In response to the swiftly escalating challenges and to offer direction to the diverse and expansive managed critical infrastructure sector, the President’s Council of Advisors on Science and Technology (PCAST) published a report on February 28, 2024, titled "Strategy for Cyber-Physical Resilience: Fortifying Our Critical Infrastructure for a Digital World." The report emphasizes that our cyber-physical systems are becoming more susceptible to threats from nation-states, terrorist organizations, criminal elements, and various natural disasters.

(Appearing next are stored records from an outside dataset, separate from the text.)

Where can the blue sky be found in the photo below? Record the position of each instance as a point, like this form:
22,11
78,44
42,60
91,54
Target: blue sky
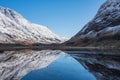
64,17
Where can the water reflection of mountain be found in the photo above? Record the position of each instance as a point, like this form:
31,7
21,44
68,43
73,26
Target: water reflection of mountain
103,67
15,64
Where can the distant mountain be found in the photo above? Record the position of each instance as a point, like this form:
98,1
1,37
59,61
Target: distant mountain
103,30
16,29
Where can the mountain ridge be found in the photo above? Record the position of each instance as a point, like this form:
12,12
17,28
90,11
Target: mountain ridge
14,28
102,29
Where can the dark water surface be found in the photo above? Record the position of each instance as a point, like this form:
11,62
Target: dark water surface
80,66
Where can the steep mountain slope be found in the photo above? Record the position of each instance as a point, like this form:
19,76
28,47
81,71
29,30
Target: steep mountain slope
105,26
16,29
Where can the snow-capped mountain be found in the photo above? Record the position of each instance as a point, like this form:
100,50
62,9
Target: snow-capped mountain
16,29
105,25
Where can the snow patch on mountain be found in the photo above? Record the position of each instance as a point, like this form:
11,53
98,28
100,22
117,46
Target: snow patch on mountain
14,29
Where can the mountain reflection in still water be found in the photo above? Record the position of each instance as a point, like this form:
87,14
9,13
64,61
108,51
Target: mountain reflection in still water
58,65
64,68
103,67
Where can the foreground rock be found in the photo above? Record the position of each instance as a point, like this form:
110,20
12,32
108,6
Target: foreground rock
15,64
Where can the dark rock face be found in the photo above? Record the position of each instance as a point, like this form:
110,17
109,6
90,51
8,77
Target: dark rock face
104,26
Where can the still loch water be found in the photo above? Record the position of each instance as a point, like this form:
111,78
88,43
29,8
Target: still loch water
59,65
80,65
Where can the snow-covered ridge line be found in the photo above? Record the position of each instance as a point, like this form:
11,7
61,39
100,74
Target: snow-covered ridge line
16,29
16,64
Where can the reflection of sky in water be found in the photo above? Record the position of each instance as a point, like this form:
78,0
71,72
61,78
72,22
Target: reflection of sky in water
65,68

‍PCAST recommendations for building cyber-physical resilience

PCAST outlines a comprehensive set of actions aimed at strengthening the resilience of the Nation’s critical infrastructure. The report provides detailed measures for implementing each action. Among its key recommendations are:

• Prioritizing the construction of resilient systems, particularly within the 16 critical infrastructure sectors.
• Adopting a minimum viable operating capability to meet delivery objectives.
• Ensuring radical transparency throughout processes.
• Designing systems to be inherently secure and resilient.
• Containing potential damage through strategic design to limit failure impact.
• Utilizing advancements in AI for enhancing resilience.
• Developing the ability to decode and understand attacks.
• Implementing effective countermeasures in response to threats.
• Integrating cybersecurity, resilience, reliability, and recoverability within information systems, critical infrastructure, and operational technology.
• Achieving cyber-physical convergence by dismantling security silos and fostering improved communication.

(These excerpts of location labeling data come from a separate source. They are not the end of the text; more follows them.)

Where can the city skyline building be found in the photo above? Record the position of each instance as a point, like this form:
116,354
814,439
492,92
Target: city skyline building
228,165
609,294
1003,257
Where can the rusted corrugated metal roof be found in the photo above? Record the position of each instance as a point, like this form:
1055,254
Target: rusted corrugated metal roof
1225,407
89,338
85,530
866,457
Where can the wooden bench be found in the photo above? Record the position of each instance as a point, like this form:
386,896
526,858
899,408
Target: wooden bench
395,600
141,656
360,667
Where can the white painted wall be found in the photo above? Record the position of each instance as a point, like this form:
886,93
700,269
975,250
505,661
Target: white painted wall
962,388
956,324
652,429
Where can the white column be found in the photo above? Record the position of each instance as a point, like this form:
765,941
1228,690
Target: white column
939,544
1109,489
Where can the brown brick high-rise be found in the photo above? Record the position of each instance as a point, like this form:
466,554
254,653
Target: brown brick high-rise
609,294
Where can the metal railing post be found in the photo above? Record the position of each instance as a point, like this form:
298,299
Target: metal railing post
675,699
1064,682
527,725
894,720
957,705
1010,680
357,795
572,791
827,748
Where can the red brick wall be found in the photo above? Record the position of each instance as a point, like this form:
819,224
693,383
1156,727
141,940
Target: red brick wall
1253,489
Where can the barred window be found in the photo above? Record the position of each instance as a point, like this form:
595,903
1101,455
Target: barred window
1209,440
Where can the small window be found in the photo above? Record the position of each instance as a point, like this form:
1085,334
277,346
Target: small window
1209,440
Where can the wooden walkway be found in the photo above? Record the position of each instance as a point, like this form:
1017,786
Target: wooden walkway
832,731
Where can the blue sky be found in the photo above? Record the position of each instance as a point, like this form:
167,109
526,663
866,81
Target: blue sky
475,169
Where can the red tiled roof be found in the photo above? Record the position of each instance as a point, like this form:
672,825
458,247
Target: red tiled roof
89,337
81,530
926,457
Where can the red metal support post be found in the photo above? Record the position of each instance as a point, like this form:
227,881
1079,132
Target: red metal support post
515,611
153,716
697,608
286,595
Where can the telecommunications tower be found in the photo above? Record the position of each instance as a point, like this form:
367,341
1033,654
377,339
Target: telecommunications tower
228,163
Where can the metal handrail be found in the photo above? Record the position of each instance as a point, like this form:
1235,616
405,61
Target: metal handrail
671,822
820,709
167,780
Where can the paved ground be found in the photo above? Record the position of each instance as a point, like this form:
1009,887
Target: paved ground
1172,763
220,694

‍Reducing the impact of cyber-physical breaches on core assets

Although the central theme is the convergence of cyber and physical security, the report contains numerous substantial recommendations that merit individual discussion in future posts. One crucial yet often overlooked issue is “bounded failure,” which involves containing the impact of security breaches through thoughtful design. Emphasis should be placed on safeguarding the core assets—the primary product or service offered—by establishing a "minimum viable operating capability," as advocated by PCAST.

Consider a community water supply business as an example. The critical assets, or "crown jewels," span the entire water delivery chain: from the water's origin sources and quality assurance systems to filtration mechanisms, pump and valve infrastructure, and main water pipelines. Physical security measures like AI-enhanced surveillance cameras, barriers, and the protection of necessary digital systems are vital to maintaining the integrity of these assets. In contrast, functions such as marketing, accounting, and human resources, though supportive, are not crucial to the core mission of delivering clean water.

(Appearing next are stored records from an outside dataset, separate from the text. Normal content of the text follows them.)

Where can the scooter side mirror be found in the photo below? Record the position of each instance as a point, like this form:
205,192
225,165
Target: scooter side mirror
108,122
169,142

Therefore, greater focus should be directed towards fortifying these essential systems and limiting the damage from any breaches. If a cyber incident impacts a non-essential function, it must be effectively isolated from the core operations. Additionally, robust contingency plans should be developed to enable manual operations, ensuring continuity without reliance on digital or cyber systems.

‍Conclusion

The PCAST report, though primarily aimed at guiding the 16 critical infrastructure sectors, contains invaluable information and principles that any organization can adopt to enhance their operational capabilities. The foundation for optimizing cyber-physical operations lies in the intentional design of systems that are inherently resilient and secure, safeguarding key assets and delivery goals. Integrating cyber and physical security teams to improve incident response and ensuring a minimum viable operating capability during cyber system downtimes or breaches, are also crucial.

Achieving resilient cyber-physical systems requires a continual process of identifying service delivery vulnerabilities, strategic planning, and remediation—topics that will be explored in upcoming posts. The resilience of systems hinges on the resilience of well-crafted teams, committed to persistent effort and incremental learning, which collectively drive the achievement of critical performance objectives.